Há tantas verdades inocentes aprisionadas e tantos supostos
libertadores que as descarregam ininterruptamente sobre nossas cabeças. Somos
bombardeados a todo o momento do dia e da noite com promessas, anúncios,
oportunidades, sucessos, resultados espetaculares, medidas estimulantes ao
consumo e pistas para conquistar a felicidade possível, completa, imediata,
também dita qualidade de vida. São tentativas em forma de verdades segundo a
autoridade que as manifesta.
O ministro da fazenda prevê resultados de suas decisões para
daqui a alguns meses. Farão a economia menos pífia, menos monótona. Nós
acreditamos. Os analistas acreditam. Os empresários fazem esforço para
acreditar. Os céticos e a oposição interpretam que todas essas aparições das
vestais da fazenda são para garantir a reeleição da senhora Rousseff. É
economia ou política?
Em todo o caso, acredita-se no que é conveniente. Segundo
Francis Bacon (1620), “...um homem acredita mais facilmente no que gostaria que
fosse verdade”. O anunciado recebe o tom e a consistência da verdade. E, mais
que isso, da verdade econômica. Sabemos, por intuição, que o grau de verdade em
economia, numa escala de 0 a 10, mal passa do 0,9.

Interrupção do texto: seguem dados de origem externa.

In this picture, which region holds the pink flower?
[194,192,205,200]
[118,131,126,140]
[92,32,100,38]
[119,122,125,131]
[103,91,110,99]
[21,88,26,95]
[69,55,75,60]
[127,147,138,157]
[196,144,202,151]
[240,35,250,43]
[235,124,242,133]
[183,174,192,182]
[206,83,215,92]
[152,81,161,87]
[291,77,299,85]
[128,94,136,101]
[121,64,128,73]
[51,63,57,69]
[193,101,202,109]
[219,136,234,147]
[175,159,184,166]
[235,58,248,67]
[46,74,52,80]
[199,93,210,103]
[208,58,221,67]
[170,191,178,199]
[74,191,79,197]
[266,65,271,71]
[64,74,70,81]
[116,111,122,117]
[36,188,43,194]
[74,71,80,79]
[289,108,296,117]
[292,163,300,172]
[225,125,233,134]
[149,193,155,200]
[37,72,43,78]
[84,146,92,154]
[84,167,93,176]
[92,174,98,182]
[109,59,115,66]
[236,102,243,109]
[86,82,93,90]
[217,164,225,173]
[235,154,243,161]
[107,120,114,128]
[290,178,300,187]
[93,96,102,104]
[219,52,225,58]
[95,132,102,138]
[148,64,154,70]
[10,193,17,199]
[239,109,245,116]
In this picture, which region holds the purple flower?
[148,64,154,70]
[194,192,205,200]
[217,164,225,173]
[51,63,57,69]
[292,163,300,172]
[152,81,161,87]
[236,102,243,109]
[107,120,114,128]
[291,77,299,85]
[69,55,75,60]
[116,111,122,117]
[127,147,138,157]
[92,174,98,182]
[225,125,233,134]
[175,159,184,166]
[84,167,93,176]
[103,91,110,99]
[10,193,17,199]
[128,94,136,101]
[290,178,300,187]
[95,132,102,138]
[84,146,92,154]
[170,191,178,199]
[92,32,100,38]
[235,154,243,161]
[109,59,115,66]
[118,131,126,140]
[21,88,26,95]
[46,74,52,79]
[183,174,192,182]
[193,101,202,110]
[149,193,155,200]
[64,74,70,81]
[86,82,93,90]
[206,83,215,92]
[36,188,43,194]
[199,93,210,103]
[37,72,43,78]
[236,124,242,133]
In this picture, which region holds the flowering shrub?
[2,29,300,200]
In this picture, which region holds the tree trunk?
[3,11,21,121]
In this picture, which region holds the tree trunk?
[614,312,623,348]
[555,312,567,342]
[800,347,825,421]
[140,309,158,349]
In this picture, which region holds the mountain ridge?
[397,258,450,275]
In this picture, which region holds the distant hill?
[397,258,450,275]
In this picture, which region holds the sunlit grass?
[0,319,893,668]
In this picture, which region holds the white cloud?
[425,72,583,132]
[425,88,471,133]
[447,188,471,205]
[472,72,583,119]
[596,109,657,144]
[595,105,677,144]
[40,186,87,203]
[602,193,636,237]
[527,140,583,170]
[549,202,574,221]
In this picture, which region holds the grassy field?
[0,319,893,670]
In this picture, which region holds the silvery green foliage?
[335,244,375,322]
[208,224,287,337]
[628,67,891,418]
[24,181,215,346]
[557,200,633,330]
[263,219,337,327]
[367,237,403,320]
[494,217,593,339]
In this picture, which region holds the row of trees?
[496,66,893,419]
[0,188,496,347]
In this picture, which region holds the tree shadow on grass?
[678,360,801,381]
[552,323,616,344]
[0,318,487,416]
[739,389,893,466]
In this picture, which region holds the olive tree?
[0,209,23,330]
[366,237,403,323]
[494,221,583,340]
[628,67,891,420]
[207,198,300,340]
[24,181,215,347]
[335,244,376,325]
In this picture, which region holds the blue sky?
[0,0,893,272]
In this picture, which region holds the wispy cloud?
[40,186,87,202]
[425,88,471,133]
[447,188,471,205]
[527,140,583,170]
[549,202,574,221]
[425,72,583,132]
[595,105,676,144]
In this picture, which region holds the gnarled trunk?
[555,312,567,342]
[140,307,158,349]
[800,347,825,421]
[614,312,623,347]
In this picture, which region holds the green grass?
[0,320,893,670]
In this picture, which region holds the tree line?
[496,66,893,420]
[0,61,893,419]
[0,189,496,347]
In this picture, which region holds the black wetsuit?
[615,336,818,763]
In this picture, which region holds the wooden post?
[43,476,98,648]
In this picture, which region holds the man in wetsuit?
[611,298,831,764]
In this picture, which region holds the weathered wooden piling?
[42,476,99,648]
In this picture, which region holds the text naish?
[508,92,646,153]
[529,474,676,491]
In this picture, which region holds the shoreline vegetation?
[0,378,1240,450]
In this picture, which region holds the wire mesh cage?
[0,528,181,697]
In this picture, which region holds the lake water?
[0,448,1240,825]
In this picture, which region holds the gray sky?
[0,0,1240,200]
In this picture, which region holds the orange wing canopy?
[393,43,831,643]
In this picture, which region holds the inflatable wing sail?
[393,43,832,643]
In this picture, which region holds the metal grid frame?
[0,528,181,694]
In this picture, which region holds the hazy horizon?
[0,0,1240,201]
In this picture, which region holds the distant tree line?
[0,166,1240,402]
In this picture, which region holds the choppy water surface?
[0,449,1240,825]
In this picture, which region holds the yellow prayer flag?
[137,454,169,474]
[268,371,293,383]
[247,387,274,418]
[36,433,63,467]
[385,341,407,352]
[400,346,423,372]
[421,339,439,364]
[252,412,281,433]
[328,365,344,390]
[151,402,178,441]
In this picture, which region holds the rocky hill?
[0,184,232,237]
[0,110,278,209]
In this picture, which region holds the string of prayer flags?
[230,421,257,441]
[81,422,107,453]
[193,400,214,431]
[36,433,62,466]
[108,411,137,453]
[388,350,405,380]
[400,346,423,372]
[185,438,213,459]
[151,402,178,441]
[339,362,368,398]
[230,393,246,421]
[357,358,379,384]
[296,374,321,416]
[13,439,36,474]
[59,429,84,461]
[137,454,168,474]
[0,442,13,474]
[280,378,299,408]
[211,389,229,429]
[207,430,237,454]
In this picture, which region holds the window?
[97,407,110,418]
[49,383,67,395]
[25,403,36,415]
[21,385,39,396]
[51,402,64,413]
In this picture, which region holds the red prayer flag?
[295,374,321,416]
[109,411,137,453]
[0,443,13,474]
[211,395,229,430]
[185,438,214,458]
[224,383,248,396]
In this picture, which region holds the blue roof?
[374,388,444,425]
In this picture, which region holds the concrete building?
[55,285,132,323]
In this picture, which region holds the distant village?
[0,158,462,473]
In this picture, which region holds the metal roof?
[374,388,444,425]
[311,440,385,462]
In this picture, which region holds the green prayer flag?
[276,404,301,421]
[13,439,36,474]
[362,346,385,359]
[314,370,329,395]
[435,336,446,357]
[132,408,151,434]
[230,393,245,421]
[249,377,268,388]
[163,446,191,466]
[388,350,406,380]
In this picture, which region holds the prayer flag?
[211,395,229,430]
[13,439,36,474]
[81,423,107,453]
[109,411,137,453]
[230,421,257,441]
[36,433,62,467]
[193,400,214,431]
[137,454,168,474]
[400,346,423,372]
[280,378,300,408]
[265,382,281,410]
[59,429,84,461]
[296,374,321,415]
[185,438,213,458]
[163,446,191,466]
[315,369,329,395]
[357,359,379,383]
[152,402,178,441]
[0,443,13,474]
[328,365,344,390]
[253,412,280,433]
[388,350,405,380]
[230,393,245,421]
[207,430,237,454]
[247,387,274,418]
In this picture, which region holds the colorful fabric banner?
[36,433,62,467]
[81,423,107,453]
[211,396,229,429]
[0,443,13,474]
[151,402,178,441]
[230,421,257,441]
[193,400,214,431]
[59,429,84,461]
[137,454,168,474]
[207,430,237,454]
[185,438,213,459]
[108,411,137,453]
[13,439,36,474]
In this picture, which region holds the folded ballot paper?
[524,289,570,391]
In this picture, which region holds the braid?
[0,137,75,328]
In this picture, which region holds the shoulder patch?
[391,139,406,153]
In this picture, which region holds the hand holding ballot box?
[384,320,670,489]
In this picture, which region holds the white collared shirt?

Jornalistas e analistas de várias especialidades acadêmicas,
nesses dias, em todos os canais de TV e emissoras de rádio repetiram os
resultados estatísticos de uma pesquisa do IBGE sobre os gastos e investimentos
das famílias brasileiras. O tom dos comentários era respeitoso, quase
religioso, devoto, saído de bocas e gestos de um crente. Tinha-se a impressão de
uma declaração singular de um dogma, de uma verdade absoluta. Uma verdade desmembrada
em percentuais. Portanto, uma verdade relativa. Tantos% investem em saúde,
tantos%, em segurança, um menor-tanto%, em educação.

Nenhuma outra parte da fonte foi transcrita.